A deep silence prevailed now in the apartment; nothing was heard but the gently-whispered prayers of the spectators, and the slow, labored breathing of the dying child.
Once the door was lightly opened, and a man's figure stole lightly in, advanced on tiptoe to the bed, and sank on his knees close by Marie Antoinette. It was the king, who had just been summoned from the council-room to see his son die.
And now with a loud voice the priest began the prayers for the dying, and all present softly repeated them. Only the queen could not; her eyes were fastened upon her son, who now saw her no more, for his eyes were fixed in the last death-struggle.

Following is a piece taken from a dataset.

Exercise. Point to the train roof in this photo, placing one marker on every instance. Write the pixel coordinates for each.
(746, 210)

Still one last gasp, one last breath; then came a cry from Marie Antoinette's lips, and her head sank upon the hand of her son, which rested in her own, and which was now stiff. A few tears coursed slowly over the cheeks of the king, and his hands, folded in prayer, trembled.
The priest raised his arms, and with a loud, solemn voice cried:
"The Lord gave, the Lord hath taken away, blessed be the name of the Lord. Amen."

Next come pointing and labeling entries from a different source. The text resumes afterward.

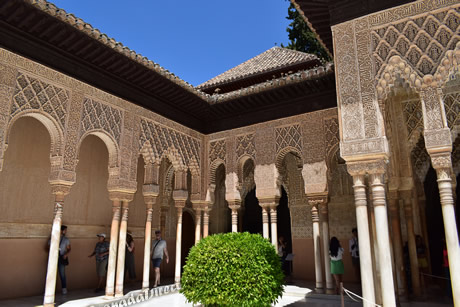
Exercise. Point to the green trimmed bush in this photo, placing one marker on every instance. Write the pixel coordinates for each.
(233, 269)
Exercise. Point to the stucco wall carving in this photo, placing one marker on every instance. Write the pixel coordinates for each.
(245, 146)
(99, 116)
(422, 40)
(289, 136)
(413, 42)
(166, 141)
(32, 93)
(217, 150)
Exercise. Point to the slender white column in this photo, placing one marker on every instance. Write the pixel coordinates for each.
(51, 273)
(147, 246)
(450, 225)
(177, 273)
(397, 244)
(317, 249)
(234, 220)
(205, 222)
(121, 250)
(365, 257)
(383, 240)
(110, 284)
(265, 221)
(198, 225)
(324, 217)
(415, 274)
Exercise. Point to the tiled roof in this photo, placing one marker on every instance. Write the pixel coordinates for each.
(273, 59)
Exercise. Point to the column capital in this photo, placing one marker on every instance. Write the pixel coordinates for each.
(60, 190)
(269, 202)
(316, 199)
(180, 195)
(373, 166)
(234, 204)
(125, 196)
(179, 203)
(441, 160)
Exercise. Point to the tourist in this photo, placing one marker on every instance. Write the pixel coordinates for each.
(337, 269)
(101, 251)
(354, 252)
(129, 257)
(159, 248)
(282, 253)
(63, 260)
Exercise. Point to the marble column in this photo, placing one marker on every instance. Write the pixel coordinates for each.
(177, 271)
(317, 249)
(147, 246)
(324, 218)
(383, 239)
(51, 272)
(163, 211)
(235, 206)
(112, 262)
(397, 243)
(365, 257)
(121, 250)
(265, 221)
(197, 224)
(205, 221)
(274, 225)
(415, 273)
(443, 166)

"Amen, amen," whispered all present.
"Amen," said the king, closing with gentle pressure the open eyes of his son. "God has taken you to Himself, my son, perhaps because He wanted to preserve you from much trouble and sorrow. Blessed be His name!"
But the queen still bowed over the cold face of the child, and kissed his lips. "Farewell, my son," she whispered, "farewell! Ah!, why could I not die with you--with you fly from this pitiful, sorrow-stricken world?"
Then, as if the queen regretted the words which the mother had spoken with sighs, Marie Antoinette rose from her knees and turned to the priest, who was sprinkling the corpse of the dauphin with holy water.
"Father," said she, "the children of poor parents, who may be born to-day in Versailles, are each to receive from me the sum of a thousand francs. I wish that the death-bed of my son may be a day of joy for the poor who have not, like me, lost a child, but gained one, and that the lips of happy mothers may bless the day on which my boy died. Have the goodness to bring me to-morrow morning a list of the children born to-day."
"Come, Marie," said the king, "the body of our son belongs no more to the living, but to the grave of out ancestors in St. Denis; his soul to God. The dauphin is dead! Long live the dauphin! Madame de Polignac, conduct the dauphin to us in the cabinet of his mother."